The Richmond Register

State News

July 23, 2009

Ten Commandments removed from Jackson County courthouse

MCKEE, Ky. — The Ten Commandments have been removed from an eastern Kentucky courthouse in the face of a federal lawsuit.

Jackson County Judge-Executive William O. Smith told WYMT-TV that county officials didn’t want to put taxpayers in jeopardy.

“From an economic standpoint and financial standpoint we do not want to jeopardize the taxpayers of our community and make them liable for something that is unfair,” he said. “We just felt this was the best solution to the immediate problem.”

He said the plaques containing individual commandments will be displayed in local businesses.

Eugene Phillips Jr., with the backing of the American Civil Liberties Union, filed a lawsuit about three weeks ago calling the displays an improper governmental endorsement of religion.

Phillips told WYMT he is happy with the decision.

Jim Muncy, who hung the plaques in the courthouse 10 years ago, said it was sad to have to take them down Monday.

“All the laws of our state were based on the ten commandments. It’s not that it’s a religious statement, it’s a statement of law and order,” he said.

There have been several court fights over Kentucky counties posting the Ten Commandments in the last decade including one that went to the U.S. Supreme Court.

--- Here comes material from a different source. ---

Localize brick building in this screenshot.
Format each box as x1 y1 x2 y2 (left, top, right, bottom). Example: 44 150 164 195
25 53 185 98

The high court ruled in 2005 that Ten Commandments displays on government property must be evaluated on a case-by-case basis. Some legal scholars said the court did little to clarify the law, since justices allowed a display outside the Texas state Capitol but not inside two Kentucky courthouses.

The justices said Ten Commandments exhibits would be upheld if their main purpose was to honor the nation’s legal, rather than religious, traditions, and if they didn’t promote one religious sect over another.